Рапунцель взглянула в книгу, и ее сердце забилось в странном замедленном ритме, когда она увидела маленький акварельный портрет своей матери.

Это определенно была ее мать. Золотые волосы, смеющийся рот, яркие синие глаза. Усыпанные веснушками нос и щеки, круглый животик под просторным белым платьем. Она придерживала живот обеими руками, прислонившись к мужчине, который стоял за ее спиной. Он был необычайно хорош собой, широкоплечий и высокий, выше мамы Рапунцель. Волосы и глаза у него были темными, а зубы — белоснежными. Под рисунком стояла надпись «Натали и Ремулад Леру, лето 1072 года».

— Леру, — повторила Рапунцель, чтобы еще раз услышать, как звучит ее фамилия, и провела пальцами по лицу нарисованного мужчины. — Это мой отец?
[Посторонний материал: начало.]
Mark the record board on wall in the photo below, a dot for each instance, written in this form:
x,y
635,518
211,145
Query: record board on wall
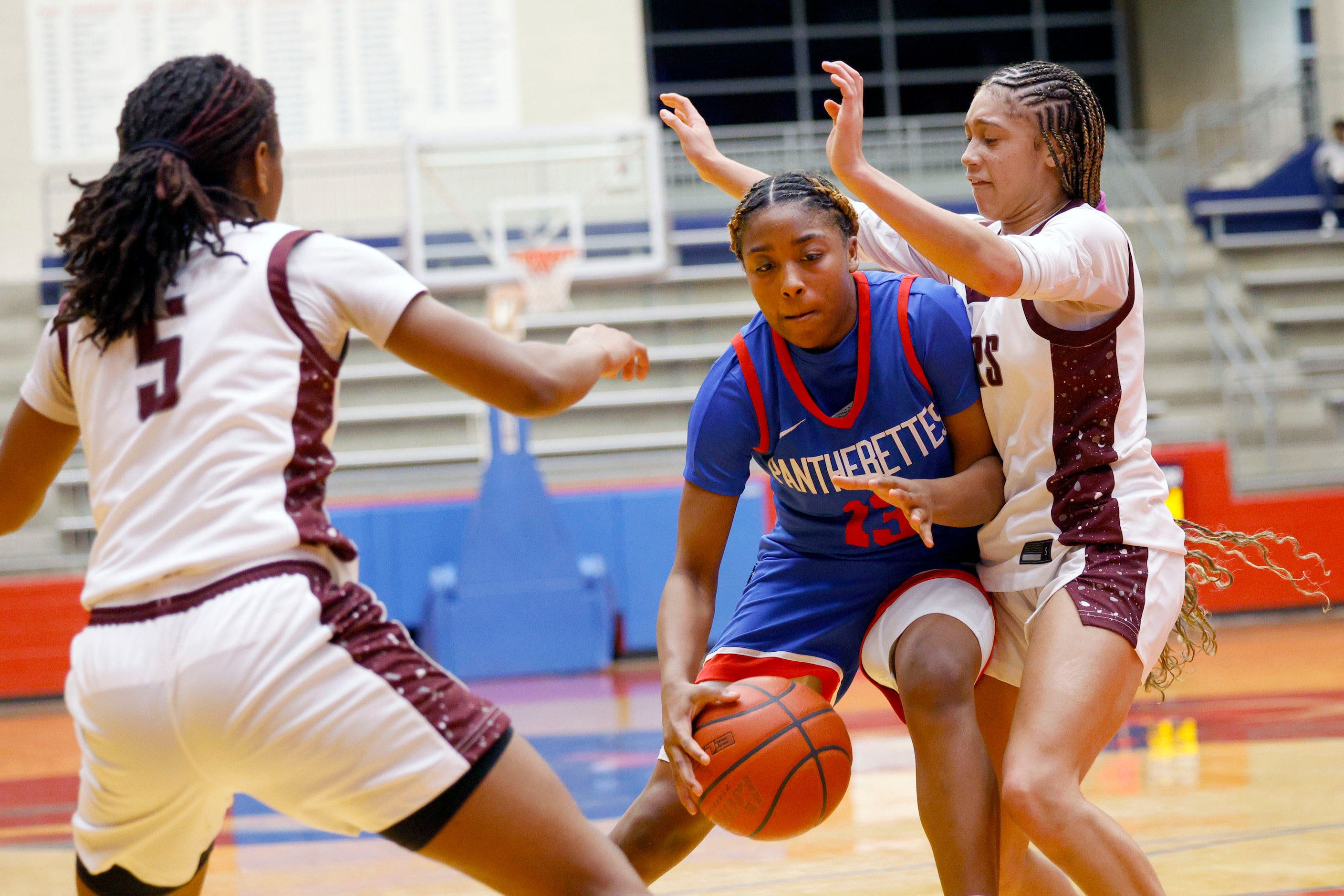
x,y
346,73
— Ага, — сказала Перл. — Симпатичный парень. Умел и развлекаться, и работать, почему бы Натти в него не влюбиться. Он был старше, и за ним столько девчонок бегало. Я бы никогда не подумала, что он обратит внимание на Натти, этого щенка, который жаждал любви. С тех пор, как она достаточно подросла, чтобы ходить со мной в базарный день, Натти сохла по нему. А когда она достигла твоего возраста, — Перл замолчала, склонила голову и кивнула Рапунцель, — и ее красота расцвела, он тоже наконец ее заметил. Мне всегда казалось, что он ей не пара, хотя я понимала ее чувства. Он был самым привлекательным молодым человеком в Кленовой долине и мечтал добиться успеха в Желтой стране. Рем славился своими соусами, которые таяли во рту так же, как таяли девичьи сердца от его улыбки.

Мысль о том, что людские сердца могут таять, слегка обеспокоила Рапунцель, но Джек объяснил, что это всего лишь такое образное выражение. Перл внимательно посмотрела на Джека.

— После свадьбы, — продолжила она, вновь повернувшись к Рапунцель, — они жили здесь, со мной, пока Рем налаживал свое дело. Натти была на седьмом месяце, когда он сообщил нам «прекрасную новость». — Синие глаза Перл были холодны, как лед. — Он получил лицензию для работы в Рыночном парке Изобилии. «Одно из лучших мест!» — сказал он тогда. К северу от центра, на берегу реки. Но им нужно было выезжать немедля. Конечно, он и слышать не захотел о том, чтобы остаться здесь до следующего сезона. А Натти не захотела оставаться без него.